Unnamed: 0,customer_id,rating,date,movie_id
0,1488844,3,2005-09-06,1
1,822109,5,2005-05-13,1
2,885013,4,2005-10-19,1
3,30878,4,2005-12-26,1
4,823519,3,2004-05-03,1


In [63]:
# Find ratings for titles that are in my subset
ratings = ratings[ratings['movie_id'].isin(rt)]

# Find titles in subsets that have ratings >= 3
ratings = ratings[ratings['rating'] >=3]

ratings.head()

Unnamed: 0,customer_id,rating,date,movie_id
692,1025579,4,2003-03-29,3
693,712664,5,2004-02-01,3
694,1331154,4,2004-07-03,3
695,2632461,3,2005-07-22,3
696,44937,5,2004-06-22,3


In [64]:
#  Find the count of positive ratings for each movie
ratings_series = ratings.groupby('movie_id')['customer_id'].count()

In [70]:
# Create a dataframe of the popular titles
popular_titles = pd.DataFrame(ratings_series).reset_index().rename({'movie_id': 'title_id', 'customer_id':'num_ratings'}, axis=1)

# merge popular titles with additional information
popular_titles = pd.merge(popular_titles, sub_title, how='inner',left_on='title_id', right_on='movie_id')
popular_titles.head()

Unnamed: 0,title_id,num_ratings,title,genre
0,3,1786,character,"[History, Drama]"
1,16,2030,screamers,"[Horror, Science Fiction]"
2,17,4843,7 seconds,"[Action, Crime, Thriller]"
3,18,9830,immortal beloved,"[Drama, Music, Romance]"
4,26,3645,never die alone,"[Action, Crime, Drama, Thriller]"


## Conclusion

From the above, we can see that all recommendations systems provide different titles based on different aspect of the understanding the user. An ensemble model was created to find the best title recommendation from each of the sub-recommendating system. This will give a more generalized titles recommendations to user. 

Comparing to the the base recommendations - popularity titles, we see that our recommendations systems pushes titles that are more relating to the user's preference. In addition to this, the systems in its entirety has achieved to eliminate cold start problem where new users may be recommended something that are not to their taste.

## Limitations
Limitation of data available.
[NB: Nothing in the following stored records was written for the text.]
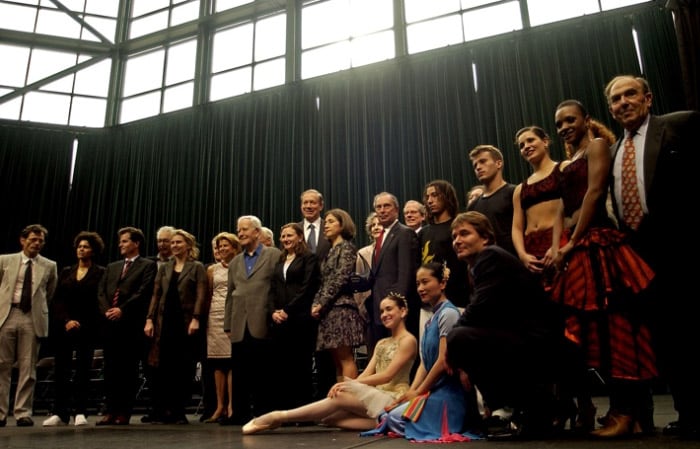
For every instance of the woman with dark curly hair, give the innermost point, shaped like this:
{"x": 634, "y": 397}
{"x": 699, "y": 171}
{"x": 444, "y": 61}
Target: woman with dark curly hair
{"x": 74, "y": 317}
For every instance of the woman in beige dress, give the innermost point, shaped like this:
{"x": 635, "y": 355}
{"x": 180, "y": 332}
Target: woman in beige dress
{"x": 218, "y": 343}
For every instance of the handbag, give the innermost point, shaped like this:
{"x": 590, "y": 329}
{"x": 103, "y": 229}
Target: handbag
{"x": 361, "y": 282}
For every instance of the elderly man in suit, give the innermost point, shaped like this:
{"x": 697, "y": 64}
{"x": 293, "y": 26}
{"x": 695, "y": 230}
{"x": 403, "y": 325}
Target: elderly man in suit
{"x": 246, "y": 316}
{"x": 27, "y": 283}
{"x": 663, "y": 151}
{"x": 395, "y": 261}
{"x": 124, "y": 294}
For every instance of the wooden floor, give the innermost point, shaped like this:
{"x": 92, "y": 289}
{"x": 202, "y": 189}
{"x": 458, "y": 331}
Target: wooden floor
{"x": 197, "y": 435}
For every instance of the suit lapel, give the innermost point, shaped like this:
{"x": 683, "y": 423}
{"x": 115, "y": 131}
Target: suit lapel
{"x": 652, "y": 146}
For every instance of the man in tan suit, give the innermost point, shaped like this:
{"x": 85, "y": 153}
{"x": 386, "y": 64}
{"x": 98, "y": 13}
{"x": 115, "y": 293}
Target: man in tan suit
{"x": 27, "y": 283}
{"x": 246, "y": 320}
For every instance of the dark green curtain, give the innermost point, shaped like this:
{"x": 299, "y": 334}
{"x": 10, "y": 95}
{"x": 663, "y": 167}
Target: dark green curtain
{"x": 392, "y": 126}
{"x": 35, "y": 173}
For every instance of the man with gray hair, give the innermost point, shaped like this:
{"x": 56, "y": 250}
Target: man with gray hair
{"x": 246, "y": 321}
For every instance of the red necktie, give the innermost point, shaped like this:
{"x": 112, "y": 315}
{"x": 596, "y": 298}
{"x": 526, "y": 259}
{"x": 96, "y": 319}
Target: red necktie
{"x": 378, "y": 247}
{"x": 631, "y": 203}
{"x": 115, "y": 299}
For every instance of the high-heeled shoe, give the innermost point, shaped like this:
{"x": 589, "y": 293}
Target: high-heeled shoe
{"x": 618, "y": 426}
{"x": 585, "y": 420}
{"x": 255, "y": 425}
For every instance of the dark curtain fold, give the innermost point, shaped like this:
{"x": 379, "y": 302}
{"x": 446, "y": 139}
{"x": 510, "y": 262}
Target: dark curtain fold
{"x": 687, "y": 26}
{"x": 35, "y": 173}
{"x": 392, "y": 126}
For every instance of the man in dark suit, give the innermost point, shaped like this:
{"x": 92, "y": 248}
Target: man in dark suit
{"x": 27, "y": 283}
{"x": 246, "y": 317}
{"x": 394, "y": 268}
{"x": 312, "y": 223}
{"x": 665, "y": 149}
{"x": 124, "y": 294}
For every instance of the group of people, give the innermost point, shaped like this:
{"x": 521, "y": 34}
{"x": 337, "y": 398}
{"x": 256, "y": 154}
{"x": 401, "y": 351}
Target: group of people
{"x": 560, "y": 275}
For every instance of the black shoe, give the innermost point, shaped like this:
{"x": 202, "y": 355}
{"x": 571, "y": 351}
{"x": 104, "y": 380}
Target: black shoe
{"x": 25, "y": 421}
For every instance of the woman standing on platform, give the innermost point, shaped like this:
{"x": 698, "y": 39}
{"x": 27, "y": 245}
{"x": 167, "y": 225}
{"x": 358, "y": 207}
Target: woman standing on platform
{"x": 173, "y": 324}
{"x": 75, "y": 315}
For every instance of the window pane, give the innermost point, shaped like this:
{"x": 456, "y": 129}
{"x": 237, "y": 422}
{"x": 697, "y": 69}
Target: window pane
{"x": 232, "y": 48}
{"x": 45, "y": 62}
{"x": 546, "y": 11}
{"x": 230, "y": 84}
{"x": 270, "y": 37}
{"x": 434, "y": 34}
{"x": 46, "y": 108}
{"x": 149, "y": 24}
{"x": 64, "y": 85}
{"x": 328, "y": 59}
{"x": 422, "y": 9}
{"x": 222, "y": 5}
{"x": 368, "y": 16}
{"x": 140, "y": 7}
{"x": 372, "y": 48}
{"x": 140, "y": 107}
{"x": 106, "y": 27}
{"x": 19, "y": 18}
{"x": 57, "y": 23}
{"x": 178, "y": 97}
{"x": 324, "y": 22}
{"x": 108, "y": 8}
{"x": 143, "y": 72}
{"x": 612, "y": 4}
{"x": 13, "y": 74}
{"x": 88, "y": 112}
{"x": 94, "y": 80}
{"x": 10, "y": 109}
{"x": 181, "y": 62}
{"x": 491, "y": 21}
{"x": 269, "y": 74}
{"x": 185, "y": 13}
Initially API-calls to MovieDB was supposed to be the panacea to the limited information available. However, MoiveDB do not have an exact match function but give the best movie hence I have to discards some of my data. In total, I have to reduce close to about 16% of my data.

The traditional machine learning models based recommendation systems - Collaborative Filtering and Title-Based are computationally expensive. This limits me to use a subset in order to generate the user matrix. Hence the recommendations may not be as comprehensive in terms of the titles to push to users. In additional, for every user, it need to re-calculate the user matrix again hence reducing the user experience when they need to wait longer time to find titles that are suitable to their taste.

*Neural Network (Meta-data rec system) although eliminate the problems experienced by traditional ML but it suffers from longer training time when we runs more epochs and more embedded layers. However, it do not suffers the long calculation time required to generate recommendations to users.

Each systems have their pros and cons and the bottlenecks occurs at different sections. However, storing preference is for Neutral Networks because:
- Heavy lifting is during the model training phase hence the on the user-front, there is close to little lag in pushing titles to users.
- Additional of inputs/variables are an additional layers into the Neural Network. It is relative easier to perform features "top-up" compared to traditional MLs.

## Recommendations

Given the short turn-around time, evaluation of the recommendation system is limited to referencing to the popular titles in the database. The next steps is to explore deeper into evaluation metrics using confusion matrix metric to find how each system are recommending titles correctly using created training datasets (created as part of training for neural network)

Another direction is to look into TDIDF of meta-data. This will give a aggregated weight matrix of meta-data across all the titles. Using this matrix in the Neural Network might give better recommendation as it takes into account of weight of each keyword the title contains. Currently, each keywords is assumed to have the same weight.